This book provides a comprehensive account of a modern generalisation of differential geometry in which coordinates need not commute. This requires a reinvention of differential geometry that refers only to the coordinate algebra, now possibly noncommutative, rather than to actual points.
Such a theory is needed for the geometry of Hopf algebras or quantum groups, which provide key examples, as well as in physics to model quantum gravity effects in the form of quantum spacetime. The mathematical formalism can be applied to any algebra and includes graph geometry and a Lie theory of finite groups. Even the algebra of 2 x 2 matrices turns out to admit a rich moduli of quantum Riemannian geometries. The approach taken is a `bottom up' one in which the different layers of geometry are built up in succession, starting from differential forms and proceeding up to the notion of a quantum `Levi-Civita' bimodule connection, geometric Laplacians and, in some cases, Dirac operators.
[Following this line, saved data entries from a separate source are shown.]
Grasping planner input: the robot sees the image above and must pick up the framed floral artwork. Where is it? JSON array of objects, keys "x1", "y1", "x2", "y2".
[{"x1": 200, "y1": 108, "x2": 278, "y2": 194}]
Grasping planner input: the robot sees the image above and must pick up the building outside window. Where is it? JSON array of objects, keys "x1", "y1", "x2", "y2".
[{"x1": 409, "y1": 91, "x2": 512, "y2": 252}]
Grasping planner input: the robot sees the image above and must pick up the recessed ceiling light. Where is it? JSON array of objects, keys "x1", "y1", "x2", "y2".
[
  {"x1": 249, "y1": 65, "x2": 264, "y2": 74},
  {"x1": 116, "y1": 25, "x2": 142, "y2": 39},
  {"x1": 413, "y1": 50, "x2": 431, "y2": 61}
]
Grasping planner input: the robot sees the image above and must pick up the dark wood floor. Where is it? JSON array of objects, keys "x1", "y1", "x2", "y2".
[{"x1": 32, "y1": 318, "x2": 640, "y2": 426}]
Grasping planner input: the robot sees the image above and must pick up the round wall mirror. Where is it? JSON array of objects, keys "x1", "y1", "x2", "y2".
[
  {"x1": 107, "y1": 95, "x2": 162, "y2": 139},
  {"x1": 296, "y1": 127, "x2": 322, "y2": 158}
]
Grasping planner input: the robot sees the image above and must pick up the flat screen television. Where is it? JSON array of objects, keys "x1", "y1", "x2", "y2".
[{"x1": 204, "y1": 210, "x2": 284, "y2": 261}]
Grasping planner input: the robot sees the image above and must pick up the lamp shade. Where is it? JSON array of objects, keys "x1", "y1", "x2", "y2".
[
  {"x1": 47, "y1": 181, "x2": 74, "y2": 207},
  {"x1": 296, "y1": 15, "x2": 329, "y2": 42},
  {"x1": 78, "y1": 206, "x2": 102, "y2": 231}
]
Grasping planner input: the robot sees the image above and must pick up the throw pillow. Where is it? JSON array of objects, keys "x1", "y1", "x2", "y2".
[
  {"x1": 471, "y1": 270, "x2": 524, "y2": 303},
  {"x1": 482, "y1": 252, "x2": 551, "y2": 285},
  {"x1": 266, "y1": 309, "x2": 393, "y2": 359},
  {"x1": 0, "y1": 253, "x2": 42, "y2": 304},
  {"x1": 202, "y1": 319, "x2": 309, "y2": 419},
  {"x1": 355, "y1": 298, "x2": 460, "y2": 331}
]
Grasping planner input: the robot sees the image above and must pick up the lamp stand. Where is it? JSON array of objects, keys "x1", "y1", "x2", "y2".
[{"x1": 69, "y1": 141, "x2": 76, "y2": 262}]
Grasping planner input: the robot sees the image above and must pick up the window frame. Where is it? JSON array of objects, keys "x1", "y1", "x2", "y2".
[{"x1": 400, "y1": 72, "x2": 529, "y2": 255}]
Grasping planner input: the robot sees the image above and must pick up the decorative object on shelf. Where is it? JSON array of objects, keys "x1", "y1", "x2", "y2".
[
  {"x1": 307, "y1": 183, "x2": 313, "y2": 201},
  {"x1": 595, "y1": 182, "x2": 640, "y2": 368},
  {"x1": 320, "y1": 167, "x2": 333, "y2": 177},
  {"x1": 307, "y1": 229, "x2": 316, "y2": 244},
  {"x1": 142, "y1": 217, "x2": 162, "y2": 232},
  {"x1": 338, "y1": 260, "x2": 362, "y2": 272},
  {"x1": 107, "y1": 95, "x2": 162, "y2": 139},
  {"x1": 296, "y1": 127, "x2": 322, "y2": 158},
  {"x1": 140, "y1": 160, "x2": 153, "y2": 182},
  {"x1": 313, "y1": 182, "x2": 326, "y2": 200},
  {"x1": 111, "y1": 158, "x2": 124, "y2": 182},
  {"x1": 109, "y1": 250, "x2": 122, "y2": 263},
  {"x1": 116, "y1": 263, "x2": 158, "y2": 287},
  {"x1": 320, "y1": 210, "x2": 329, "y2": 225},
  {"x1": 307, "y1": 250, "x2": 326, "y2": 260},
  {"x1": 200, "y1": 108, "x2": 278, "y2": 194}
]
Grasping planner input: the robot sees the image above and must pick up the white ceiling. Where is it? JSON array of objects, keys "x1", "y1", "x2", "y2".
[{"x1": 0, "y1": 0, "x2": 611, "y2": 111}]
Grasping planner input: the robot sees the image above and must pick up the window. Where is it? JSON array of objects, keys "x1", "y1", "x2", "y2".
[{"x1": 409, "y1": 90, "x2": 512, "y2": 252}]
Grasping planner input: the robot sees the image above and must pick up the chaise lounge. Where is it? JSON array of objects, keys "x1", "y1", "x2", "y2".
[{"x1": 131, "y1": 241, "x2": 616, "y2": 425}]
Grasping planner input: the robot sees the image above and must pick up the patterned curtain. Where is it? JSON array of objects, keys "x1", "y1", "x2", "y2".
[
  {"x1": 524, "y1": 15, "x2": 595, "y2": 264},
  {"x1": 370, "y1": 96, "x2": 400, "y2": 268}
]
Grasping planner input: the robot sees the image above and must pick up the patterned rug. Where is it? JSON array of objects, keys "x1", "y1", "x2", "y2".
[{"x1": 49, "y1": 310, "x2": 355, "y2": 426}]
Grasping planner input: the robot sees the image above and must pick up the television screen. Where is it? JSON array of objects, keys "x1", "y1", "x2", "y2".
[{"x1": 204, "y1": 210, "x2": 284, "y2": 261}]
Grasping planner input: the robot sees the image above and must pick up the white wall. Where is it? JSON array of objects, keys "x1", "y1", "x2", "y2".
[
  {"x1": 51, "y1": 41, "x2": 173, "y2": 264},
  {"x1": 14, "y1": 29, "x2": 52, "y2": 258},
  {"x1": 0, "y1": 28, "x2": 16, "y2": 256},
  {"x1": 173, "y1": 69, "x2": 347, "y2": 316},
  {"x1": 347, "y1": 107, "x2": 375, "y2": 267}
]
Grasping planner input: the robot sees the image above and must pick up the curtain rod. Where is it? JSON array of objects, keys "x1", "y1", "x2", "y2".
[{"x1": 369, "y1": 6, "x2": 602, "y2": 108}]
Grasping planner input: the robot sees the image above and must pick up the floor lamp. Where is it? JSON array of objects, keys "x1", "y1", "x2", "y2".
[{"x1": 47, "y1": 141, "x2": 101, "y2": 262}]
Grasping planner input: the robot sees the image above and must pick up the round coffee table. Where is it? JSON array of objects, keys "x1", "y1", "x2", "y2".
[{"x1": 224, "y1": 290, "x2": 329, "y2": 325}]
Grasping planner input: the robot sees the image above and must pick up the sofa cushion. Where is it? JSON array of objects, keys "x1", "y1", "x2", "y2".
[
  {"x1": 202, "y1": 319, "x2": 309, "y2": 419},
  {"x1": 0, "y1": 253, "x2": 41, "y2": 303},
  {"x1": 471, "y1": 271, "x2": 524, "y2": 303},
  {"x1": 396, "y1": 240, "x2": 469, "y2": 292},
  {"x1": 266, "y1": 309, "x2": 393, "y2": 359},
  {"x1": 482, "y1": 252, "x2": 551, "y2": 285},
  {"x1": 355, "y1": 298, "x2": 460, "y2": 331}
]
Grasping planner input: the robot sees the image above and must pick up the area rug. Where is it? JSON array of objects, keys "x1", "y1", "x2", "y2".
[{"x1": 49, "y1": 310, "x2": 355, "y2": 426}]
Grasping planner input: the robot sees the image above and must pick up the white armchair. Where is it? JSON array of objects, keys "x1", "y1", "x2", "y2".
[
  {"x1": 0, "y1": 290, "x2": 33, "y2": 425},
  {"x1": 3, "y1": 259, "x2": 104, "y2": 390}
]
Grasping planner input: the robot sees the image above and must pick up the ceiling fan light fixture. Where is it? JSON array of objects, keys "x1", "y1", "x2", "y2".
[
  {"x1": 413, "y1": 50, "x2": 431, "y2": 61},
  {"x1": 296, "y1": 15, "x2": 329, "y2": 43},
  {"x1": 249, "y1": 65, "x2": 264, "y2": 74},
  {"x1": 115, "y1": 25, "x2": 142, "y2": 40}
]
The book also covers elements of Connes' approach to the subject coming from cyclic cohomology and spectral triples. Other topics include various other cohomology theories, holomorphic structures and noncommutative D-modules.
A unique feature of the book is its constructive approach and its wealth of examples drawn from a large body of literature in mathematical physics, now put on a firm algebraic footing. Including exercises with solutions, it can be used as a textbook for advanced courses as well as a reference for researchers.